Pasta all’uovo - Per la preparazione dei ravioli (circa 70) abbiamo bisogno di due uova intere, 200 grammi di farina di tipo gr e un pizzico di sale

Ripieno – In questo caso ci occorreranno 130 gr di salsiccia, due spicchi d’aglio, 6 gr di erba cipollina, 6 gr di Menta, un po’ di sale, 330 gr di patate e 50 gr di Grana Padano.

Condimento – Giusto 5/6 foglie di salvia e 40 gr di burro.

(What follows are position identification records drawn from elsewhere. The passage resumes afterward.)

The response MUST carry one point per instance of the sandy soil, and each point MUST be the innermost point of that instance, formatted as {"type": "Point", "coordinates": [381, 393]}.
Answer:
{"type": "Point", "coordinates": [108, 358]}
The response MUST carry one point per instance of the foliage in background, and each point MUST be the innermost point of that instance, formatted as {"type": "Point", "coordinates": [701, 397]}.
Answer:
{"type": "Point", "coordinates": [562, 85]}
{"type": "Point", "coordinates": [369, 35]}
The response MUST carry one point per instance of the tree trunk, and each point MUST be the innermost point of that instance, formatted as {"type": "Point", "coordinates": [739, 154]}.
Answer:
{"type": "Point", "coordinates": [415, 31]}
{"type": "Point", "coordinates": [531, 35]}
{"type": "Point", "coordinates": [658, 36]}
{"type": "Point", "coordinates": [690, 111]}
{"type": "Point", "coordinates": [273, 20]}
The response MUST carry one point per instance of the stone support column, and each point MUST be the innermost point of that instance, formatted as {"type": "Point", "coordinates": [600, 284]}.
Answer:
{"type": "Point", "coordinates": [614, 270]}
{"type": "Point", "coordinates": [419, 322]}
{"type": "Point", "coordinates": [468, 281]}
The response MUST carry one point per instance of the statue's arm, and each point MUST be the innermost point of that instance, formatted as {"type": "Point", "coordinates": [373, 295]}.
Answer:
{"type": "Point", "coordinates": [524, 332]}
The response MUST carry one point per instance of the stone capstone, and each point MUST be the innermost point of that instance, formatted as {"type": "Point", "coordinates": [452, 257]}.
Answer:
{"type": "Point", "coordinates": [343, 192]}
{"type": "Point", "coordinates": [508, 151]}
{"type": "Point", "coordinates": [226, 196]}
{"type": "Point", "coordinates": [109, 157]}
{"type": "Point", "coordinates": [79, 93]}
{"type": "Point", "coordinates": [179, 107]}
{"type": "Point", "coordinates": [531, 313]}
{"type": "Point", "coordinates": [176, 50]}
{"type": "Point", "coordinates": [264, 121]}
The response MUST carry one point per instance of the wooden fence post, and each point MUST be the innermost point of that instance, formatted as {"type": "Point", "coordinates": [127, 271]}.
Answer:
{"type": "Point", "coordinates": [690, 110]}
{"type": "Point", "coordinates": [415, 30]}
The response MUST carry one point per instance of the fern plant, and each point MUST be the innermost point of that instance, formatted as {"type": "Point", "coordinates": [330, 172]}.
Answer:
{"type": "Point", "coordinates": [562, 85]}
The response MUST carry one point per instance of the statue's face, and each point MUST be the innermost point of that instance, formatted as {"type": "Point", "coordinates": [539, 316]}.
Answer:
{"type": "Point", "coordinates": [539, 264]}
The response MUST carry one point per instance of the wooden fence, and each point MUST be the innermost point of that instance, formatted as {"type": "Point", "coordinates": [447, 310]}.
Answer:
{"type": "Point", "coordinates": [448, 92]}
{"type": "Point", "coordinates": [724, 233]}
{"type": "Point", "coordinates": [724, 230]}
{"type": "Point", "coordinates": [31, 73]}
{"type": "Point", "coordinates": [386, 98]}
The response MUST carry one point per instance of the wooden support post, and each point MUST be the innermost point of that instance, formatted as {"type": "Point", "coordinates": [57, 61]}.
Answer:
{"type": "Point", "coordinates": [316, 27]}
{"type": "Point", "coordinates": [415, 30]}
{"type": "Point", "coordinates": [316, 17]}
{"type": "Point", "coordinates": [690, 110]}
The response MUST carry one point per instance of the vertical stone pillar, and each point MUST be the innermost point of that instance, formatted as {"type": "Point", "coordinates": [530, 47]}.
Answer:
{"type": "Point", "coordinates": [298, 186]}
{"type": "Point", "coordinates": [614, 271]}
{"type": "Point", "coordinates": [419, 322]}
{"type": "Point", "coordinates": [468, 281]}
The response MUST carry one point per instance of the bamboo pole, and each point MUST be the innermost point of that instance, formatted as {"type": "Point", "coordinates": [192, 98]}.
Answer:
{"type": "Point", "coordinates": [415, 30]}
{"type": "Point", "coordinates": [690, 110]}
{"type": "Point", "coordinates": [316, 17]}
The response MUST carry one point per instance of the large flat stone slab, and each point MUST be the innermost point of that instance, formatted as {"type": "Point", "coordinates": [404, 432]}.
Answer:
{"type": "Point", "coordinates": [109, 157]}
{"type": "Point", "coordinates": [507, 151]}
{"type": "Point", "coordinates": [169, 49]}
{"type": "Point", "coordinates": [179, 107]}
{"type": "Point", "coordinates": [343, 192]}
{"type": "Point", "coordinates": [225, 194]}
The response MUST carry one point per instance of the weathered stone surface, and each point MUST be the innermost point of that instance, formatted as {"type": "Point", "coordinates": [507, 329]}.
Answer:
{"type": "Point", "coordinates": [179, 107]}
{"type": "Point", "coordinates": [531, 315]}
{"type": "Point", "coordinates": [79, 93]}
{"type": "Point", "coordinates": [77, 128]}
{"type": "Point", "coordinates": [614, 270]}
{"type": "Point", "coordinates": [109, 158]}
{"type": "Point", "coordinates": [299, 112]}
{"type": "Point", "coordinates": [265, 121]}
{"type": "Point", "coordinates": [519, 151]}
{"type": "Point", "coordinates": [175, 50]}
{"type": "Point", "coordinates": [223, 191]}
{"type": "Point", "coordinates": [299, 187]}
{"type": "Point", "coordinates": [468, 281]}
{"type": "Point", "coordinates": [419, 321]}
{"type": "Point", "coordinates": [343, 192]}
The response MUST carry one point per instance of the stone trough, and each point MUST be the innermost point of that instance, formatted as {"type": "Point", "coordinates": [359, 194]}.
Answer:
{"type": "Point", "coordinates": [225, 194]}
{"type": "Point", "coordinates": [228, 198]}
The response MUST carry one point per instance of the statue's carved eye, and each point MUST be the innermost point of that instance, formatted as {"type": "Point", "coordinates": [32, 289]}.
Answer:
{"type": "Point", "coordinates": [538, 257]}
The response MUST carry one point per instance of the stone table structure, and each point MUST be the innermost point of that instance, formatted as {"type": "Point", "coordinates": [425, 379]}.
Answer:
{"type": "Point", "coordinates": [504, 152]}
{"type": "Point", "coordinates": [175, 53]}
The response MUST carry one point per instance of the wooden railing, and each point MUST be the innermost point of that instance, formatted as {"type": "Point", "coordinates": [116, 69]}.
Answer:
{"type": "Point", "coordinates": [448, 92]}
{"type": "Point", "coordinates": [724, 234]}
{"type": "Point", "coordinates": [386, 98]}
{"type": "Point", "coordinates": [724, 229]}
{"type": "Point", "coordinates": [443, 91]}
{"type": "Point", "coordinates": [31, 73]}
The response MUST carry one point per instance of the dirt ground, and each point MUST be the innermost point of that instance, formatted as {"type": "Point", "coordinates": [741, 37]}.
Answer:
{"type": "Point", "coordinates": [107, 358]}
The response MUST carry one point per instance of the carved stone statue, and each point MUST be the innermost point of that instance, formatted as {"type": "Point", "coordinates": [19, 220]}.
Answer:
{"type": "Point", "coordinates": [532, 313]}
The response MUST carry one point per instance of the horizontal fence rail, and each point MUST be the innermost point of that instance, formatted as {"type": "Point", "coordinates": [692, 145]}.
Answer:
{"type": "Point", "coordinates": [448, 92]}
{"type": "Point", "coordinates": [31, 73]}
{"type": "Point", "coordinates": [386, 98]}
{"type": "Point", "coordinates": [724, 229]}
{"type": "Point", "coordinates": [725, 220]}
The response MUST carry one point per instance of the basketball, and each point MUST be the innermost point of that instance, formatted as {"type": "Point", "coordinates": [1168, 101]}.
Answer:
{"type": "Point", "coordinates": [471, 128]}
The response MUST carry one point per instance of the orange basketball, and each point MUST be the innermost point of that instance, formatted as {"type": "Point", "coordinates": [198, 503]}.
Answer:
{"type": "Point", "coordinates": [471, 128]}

Preparazione – Non è un piatto semplicissimo, ma neanche particolarmente ostico, come sempre ci vuole un po’ di pazienza e passione.

 

Incominciamo con la preparazione della pasta prendendo una ciotola di planetaria, dove andremo a versare la farina, le uova e un po’ di sale. Impastare il tutto con la frusta ed una volta avuto un composto morbido, incominciate a fare tante palline che poi saranno rivestite con una pellicola trasparente e messe in frigo per circa un’oretta.

 

Nel frattempo, potete incominciare a preparare il ripieno facendo bollire le patate per circa 20 min. Dopo la cottura ricordate di scolare le patate, tagliatele a fette, mettetele in un mixer, aggiungete la salsiccia tagliata a pezzi e un po’ di sale, insieme a prezzemolo, menta e timo. In un secondo momento non dimenticate l’erba cipollina e  e una grattugiata di noce moscata. Quando il tutto sarà omogeneo aggiungete il Grana Padona. Ecco che avrete un impasto omogeneo.

 

Il ripieno che otterrete lo riponete in una ciotola (da tenere al fresco) e intanto riprendete la la  pasta all'uovo, dividetela a metà e stendetene una con il mattarello poi per tirare la sfoglia. Per concludere prendete uno stampino e infarinarlo. Dopo riporrete la sfoglia e eliminerete la pasta in eccesso, poi riprendete la ciotolina con il ripieno e riempite una sac-à-poche aiutandovi con una spatola e ridefinite i bordini con  un taglia pasta dentato.

 

Adesso dovrete soli riempire la pentola d’acqua, salate e in un’altra padelle versate il burro (fuoco basso) dove poi aggiungerete le foglie di salvia. Quando l’acqua bolle buttate i ravioli. Dopo che saranno scolati metteteli nella padella con il burro e la salvia. Mescolate il tutto e buon appetito!